I understand the relationship among classes of languages (regular < context-free < decidable < Turing-recognizable) but I am still clueless on this. I also understand what decidable and recognizable means
Best Answer
Before we get started: A language L is Turing Recognizable if there exists a Turing Machine M such that, given as input a word w in L, can confirm that w belongs L in a finite number of steps. A language L is Turing Decidable if there exists a decider for it, i.e. a Turing Machine that, given any word w made up of characters from your alphabet, can tell you in a finite number of steps whether w is in L or not.
The key difference is that, even if a language L is recognizable, it might still be impossible given a word to determine whether it belongs to L or not in finite time, as the machine we have may never halt.
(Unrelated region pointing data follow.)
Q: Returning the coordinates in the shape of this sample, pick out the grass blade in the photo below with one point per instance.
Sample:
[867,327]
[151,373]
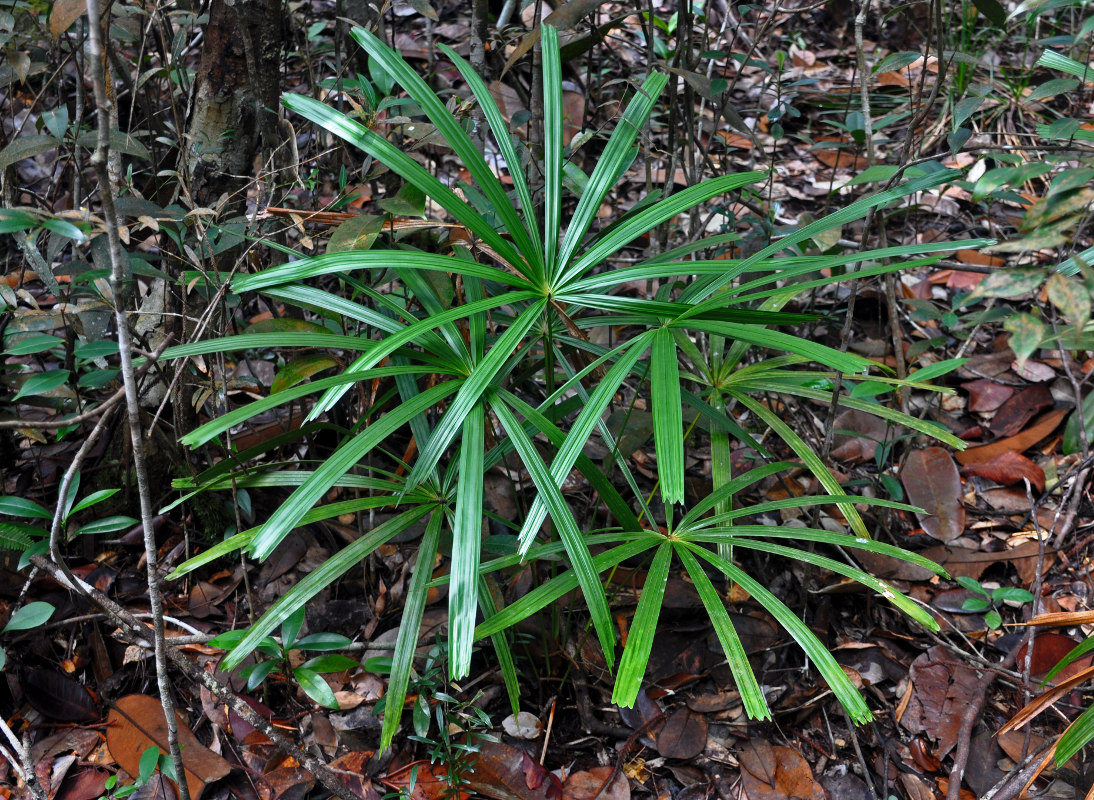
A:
[454,135]
[484,375]
[318,579]
[636,656]
[567,526]
[553,145]
[652,217]
[466,543]
[752,695]
[667,415]
[340,462]
[503,138]
[831,672]
[610,163]
[809,458]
On the other hand, if we had a decider for a language L, given enough time, it is always possible to determine whether a string belongs to L or not.
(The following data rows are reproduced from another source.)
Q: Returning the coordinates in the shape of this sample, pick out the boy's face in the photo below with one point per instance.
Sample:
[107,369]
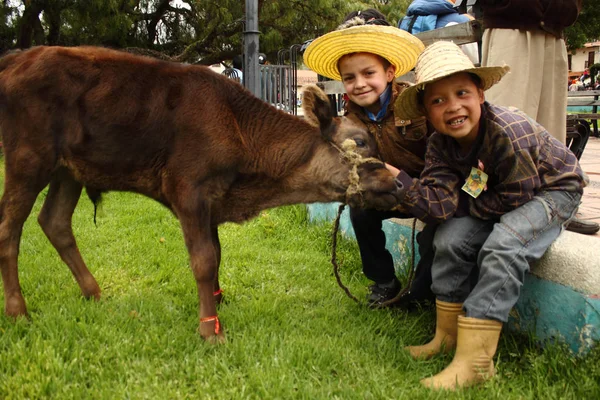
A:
[453,106]
[365,78]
(a) If L is decidable, by definition, there exists a decider for it, i.e. a Turing Machine M1 that can always tell you in a finite number of steps whether a word w is in L or not. You should also know that any Turing Machine can simulate any other T.M. So what you need to do, in order to prove that PREFIX(L) is decidable, is to build a machine M2 that uses a simulator of M1 to decide PREFIX(L).
This is easily done as follows: M2 takes as input a word w, and simulates M1 on each prefix of w sequentially. This is a finite process since w is a finite word (and hence has a finite number of prefixes) and every simulation of M1 runs in finite time (since M1 is a decider). if at any point M1 accepts, then M2 accepts, otherwise, when all prefixes of w have been tried, M2 rejects.
(b)This kind of follows the same logic as the previous one: if L is Turing Recognizable then there exists a Turing Machine M1 that recognizes L.
Build M2 to recognize PREFIX(L) as follows: Given input w M2 simulates M1 on each prefix of w at the same time. If any of the simulations accepts then M2 accepts.